Googling shows this statement has received essentially no coverage in the MSM, which is otherwise wall-to-wall Trump trashing. This is obviously part of a coordinated strategy which, not for the first time, liberal commentators seem more prepared to acknowledge than Conservatism Inc. drones. As Matthew Yglesias said in Vox after the last debate:
But for all their attacks, they [Trump's rivals] are not really joining the argument that Trump started over the proposition that the GOP should ditch elements of free market ideology and embrace populist nationalism instead.

Trump's rivals don't want to engage in this argument for the same reason that Trump has rocketed in the polls — most rank-and-file Republicans agree with Trump. So instead, they bite at him over secondary issues — old campaign contributions to Hillary Clinton, Trump University — or try to point out problems with Trump that also apply to the other candidates. It was shocking, for example, to see Fox News anchors pointing out that Trump's tax plan isn't remotely paid for. This is entirely true, but it's equally true of every other GOP tax plan of the past 15 years and it never seemed to bother Fox before.

These are real knocks on Trump, but they don't explain the GOP establishment's rage against him. That stems from the divide over the role of populist nationalism in the conservative movement.

No matter what happens, the Republican Party is hurtling toward disaster, March 3 2016. Link in original, emphases added.

Nowhere is this more true than on the immigration, Trump's decisive winning issue. And the MSM is fully on board with this strategy:
For all the talk of the Republican establishment trying to stop Donald Trump, it's the media establishment that is cranking up the volume to deafening levels.

What’s remarkable about this sustained assault is that it comes with equal force from the right and the left, united in their passion to stop the man who is winning the most Republican primary votes.

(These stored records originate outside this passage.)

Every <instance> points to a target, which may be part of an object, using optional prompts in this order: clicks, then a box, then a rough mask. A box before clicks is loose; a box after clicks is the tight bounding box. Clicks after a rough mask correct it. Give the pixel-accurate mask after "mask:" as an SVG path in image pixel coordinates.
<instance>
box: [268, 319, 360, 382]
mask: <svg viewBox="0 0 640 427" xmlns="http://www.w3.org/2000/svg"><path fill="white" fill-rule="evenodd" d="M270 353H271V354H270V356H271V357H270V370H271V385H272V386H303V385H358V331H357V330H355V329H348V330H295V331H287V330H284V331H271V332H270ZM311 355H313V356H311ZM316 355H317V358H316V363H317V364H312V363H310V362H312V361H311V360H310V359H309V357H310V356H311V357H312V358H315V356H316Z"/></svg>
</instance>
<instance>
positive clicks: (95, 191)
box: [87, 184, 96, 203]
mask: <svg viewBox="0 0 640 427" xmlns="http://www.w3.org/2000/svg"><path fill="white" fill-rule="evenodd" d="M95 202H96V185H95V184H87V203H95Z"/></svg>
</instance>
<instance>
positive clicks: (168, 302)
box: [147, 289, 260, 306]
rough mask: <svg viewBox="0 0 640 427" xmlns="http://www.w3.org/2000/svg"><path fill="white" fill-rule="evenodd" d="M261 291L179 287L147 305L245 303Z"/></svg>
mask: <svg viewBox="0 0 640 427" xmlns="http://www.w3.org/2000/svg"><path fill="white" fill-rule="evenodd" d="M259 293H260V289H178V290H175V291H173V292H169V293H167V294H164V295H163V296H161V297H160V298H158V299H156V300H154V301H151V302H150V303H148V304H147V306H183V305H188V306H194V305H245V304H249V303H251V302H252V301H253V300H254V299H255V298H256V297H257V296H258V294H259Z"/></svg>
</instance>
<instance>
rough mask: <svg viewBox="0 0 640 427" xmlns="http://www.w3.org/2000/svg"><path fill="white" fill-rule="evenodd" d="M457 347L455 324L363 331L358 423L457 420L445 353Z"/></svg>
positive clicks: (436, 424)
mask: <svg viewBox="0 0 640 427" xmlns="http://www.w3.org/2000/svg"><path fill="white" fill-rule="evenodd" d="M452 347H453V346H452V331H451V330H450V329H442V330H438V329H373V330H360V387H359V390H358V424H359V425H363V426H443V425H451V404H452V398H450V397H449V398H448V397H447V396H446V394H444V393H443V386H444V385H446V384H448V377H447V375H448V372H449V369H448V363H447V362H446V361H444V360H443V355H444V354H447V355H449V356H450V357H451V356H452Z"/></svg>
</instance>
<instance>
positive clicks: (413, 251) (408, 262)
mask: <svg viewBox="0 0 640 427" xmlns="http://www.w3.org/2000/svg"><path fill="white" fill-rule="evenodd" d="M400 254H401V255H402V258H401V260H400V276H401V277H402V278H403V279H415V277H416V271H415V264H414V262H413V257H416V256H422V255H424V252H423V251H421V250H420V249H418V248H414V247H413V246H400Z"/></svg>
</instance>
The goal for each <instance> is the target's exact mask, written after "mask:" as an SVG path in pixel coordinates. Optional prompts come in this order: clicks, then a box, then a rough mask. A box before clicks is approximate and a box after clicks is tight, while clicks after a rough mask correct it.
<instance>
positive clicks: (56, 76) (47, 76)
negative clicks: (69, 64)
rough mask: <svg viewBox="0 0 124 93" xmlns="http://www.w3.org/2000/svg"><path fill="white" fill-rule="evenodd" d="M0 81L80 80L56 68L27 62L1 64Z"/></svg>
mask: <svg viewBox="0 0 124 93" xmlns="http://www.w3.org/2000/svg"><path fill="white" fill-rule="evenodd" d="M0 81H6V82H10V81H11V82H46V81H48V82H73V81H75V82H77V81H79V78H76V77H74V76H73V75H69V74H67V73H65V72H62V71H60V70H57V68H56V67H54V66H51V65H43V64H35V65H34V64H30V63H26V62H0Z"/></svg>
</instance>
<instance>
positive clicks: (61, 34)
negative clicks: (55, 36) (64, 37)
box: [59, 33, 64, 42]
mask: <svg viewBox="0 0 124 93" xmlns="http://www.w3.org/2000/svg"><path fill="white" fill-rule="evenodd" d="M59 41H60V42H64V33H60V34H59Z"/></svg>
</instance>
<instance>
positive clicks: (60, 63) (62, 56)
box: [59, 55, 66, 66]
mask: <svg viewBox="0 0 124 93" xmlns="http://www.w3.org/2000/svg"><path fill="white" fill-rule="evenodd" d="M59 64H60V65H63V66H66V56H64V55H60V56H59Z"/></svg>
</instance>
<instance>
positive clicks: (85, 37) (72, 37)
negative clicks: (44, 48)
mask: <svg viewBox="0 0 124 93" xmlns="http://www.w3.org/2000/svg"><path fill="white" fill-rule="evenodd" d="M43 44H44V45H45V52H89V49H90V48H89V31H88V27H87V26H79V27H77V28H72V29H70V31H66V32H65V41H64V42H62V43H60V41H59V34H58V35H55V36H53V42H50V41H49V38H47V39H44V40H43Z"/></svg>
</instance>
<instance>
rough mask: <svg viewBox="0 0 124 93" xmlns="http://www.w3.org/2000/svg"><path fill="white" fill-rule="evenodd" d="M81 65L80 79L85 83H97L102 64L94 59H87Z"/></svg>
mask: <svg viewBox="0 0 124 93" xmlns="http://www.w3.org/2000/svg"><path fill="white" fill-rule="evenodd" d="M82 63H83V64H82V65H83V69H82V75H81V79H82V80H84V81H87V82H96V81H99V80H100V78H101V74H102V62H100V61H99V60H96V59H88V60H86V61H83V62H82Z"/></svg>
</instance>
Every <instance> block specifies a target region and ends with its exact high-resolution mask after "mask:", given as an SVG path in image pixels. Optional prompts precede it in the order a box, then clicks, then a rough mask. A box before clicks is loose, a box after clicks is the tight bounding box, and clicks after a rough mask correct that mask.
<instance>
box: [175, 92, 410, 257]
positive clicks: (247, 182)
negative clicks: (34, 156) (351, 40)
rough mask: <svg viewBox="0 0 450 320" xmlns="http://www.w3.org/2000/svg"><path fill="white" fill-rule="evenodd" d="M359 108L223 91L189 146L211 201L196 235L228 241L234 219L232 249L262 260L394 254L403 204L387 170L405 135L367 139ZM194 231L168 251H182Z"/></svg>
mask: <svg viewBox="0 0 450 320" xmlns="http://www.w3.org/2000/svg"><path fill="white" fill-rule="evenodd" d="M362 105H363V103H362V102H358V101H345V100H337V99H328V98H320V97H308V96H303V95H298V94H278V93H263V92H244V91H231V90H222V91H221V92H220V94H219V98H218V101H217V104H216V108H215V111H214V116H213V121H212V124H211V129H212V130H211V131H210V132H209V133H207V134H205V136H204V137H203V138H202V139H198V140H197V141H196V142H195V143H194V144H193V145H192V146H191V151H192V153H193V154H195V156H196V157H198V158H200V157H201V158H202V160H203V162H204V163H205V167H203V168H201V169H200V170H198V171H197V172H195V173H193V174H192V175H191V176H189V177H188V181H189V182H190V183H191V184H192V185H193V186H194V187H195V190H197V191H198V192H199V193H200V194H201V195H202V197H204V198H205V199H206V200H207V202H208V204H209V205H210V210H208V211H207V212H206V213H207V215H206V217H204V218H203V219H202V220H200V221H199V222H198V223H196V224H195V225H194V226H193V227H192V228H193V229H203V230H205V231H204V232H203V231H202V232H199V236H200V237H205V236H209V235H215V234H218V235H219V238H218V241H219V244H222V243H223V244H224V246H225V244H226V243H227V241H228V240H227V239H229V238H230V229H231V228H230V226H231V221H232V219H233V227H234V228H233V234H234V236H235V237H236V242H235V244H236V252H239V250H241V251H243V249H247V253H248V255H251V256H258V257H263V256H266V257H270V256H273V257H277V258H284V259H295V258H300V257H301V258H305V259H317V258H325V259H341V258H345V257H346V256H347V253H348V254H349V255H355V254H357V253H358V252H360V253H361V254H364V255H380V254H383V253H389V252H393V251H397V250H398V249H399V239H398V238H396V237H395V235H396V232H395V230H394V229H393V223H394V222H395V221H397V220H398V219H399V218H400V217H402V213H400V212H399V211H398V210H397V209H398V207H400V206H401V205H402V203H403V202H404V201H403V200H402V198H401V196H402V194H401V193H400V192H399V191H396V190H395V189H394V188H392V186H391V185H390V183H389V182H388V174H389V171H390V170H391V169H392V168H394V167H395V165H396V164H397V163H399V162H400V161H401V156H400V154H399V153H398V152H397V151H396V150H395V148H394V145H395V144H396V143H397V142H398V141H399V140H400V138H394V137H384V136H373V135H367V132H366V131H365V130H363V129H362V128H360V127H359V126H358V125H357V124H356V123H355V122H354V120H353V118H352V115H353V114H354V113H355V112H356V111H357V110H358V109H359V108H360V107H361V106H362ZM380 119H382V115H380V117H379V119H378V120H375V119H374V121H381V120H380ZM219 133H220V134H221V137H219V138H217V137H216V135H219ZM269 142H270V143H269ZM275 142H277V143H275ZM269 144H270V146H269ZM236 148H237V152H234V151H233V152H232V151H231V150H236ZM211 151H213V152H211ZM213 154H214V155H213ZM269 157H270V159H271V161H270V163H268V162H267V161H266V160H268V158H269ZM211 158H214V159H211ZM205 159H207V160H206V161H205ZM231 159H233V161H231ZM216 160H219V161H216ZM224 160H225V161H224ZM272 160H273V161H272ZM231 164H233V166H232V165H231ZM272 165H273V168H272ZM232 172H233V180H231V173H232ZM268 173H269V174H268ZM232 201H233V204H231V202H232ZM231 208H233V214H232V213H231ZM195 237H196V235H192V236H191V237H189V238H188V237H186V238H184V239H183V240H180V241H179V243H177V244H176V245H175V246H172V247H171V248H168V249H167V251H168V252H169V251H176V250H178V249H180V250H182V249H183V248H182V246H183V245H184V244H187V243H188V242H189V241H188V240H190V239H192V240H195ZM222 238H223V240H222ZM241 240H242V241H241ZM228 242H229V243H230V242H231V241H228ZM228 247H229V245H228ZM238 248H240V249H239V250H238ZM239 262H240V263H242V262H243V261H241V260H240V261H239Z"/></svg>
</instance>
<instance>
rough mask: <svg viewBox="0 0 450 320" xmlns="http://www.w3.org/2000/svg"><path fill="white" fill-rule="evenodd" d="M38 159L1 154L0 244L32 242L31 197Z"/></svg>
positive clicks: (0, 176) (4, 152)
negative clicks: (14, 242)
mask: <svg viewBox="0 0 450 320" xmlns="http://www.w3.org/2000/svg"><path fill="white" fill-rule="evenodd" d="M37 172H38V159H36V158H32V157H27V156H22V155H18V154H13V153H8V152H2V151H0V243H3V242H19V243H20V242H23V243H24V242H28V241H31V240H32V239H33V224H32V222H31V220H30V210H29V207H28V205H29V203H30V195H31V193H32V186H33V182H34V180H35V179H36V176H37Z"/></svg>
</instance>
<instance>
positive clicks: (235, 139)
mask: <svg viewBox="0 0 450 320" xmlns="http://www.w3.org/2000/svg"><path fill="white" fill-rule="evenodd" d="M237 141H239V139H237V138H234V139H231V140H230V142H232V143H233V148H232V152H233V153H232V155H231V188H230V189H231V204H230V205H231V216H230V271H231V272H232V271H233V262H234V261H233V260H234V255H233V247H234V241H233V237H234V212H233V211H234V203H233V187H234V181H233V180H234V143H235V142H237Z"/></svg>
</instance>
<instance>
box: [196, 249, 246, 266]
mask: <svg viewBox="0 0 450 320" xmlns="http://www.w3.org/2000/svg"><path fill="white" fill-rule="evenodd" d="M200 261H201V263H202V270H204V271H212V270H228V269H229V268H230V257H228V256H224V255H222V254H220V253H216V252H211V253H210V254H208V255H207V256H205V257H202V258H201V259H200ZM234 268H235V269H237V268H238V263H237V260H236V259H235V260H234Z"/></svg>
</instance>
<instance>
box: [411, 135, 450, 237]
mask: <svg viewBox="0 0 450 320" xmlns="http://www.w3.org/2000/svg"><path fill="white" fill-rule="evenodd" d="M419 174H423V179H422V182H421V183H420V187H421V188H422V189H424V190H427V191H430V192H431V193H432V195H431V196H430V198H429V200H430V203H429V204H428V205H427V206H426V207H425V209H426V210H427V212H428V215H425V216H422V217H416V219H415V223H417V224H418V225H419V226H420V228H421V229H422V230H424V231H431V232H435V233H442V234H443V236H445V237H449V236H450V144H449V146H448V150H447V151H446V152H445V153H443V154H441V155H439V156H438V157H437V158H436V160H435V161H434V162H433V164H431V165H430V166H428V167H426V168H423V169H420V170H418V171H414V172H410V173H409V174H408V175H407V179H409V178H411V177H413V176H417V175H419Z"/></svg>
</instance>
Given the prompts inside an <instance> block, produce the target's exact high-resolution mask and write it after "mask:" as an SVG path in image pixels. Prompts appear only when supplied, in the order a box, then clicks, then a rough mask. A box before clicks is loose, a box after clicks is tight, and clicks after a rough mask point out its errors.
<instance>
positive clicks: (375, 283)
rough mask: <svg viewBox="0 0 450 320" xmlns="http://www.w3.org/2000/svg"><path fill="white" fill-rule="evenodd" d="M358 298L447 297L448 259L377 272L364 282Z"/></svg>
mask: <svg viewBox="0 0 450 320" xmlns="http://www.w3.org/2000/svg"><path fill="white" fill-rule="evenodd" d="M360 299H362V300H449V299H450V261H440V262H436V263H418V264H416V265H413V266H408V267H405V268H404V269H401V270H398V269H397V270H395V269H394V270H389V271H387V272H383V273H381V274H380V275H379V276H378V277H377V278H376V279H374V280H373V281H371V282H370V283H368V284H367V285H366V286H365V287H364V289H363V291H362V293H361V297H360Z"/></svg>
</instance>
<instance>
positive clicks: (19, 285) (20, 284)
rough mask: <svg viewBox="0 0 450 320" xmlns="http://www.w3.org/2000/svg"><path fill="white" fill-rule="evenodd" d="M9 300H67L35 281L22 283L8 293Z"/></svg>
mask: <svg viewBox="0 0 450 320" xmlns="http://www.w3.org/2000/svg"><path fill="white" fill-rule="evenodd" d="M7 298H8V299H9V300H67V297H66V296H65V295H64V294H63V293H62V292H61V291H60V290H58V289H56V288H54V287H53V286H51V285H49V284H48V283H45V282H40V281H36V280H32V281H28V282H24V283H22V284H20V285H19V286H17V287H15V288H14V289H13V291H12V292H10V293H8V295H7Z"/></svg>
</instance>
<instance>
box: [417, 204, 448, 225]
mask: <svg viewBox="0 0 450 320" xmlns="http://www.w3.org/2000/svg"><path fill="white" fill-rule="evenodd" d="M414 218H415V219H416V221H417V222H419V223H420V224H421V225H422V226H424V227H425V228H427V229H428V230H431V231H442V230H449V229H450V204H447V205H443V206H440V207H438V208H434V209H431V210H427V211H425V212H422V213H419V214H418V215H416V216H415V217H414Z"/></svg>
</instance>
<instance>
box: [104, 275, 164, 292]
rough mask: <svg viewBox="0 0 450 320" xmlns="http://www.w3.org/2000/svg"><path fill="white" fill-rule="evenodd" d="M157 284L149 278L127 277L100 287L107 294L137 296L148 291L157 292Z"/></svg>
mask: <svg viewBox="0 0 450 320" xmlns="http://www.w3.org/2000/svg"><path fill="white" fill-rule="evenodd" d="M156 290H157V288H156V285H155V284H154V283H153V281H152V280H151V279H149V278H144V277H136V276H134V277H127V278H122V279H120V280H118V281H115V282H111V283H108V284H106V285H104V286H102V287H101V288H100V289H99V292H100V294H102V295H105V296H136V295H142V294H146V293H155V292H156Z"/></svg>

Presidential campaigns are rough, and opinion journalists often pound away at the candidates they dislike. These politicians get attacked on their record, background, temperament and for just about anything untoward they’ve done since grade school.

But I’ve never seen anything like this.

Media warnings against Donald Trump shift from aggressive to apocalyptic, by Howard Kurtz, Foxnews.com, March 8 2016.

Of course, while I'm reluctant to second-guess Trump's astonishing performance, it would help (sigh) if he himself remembered to talk more about immigration on the stump.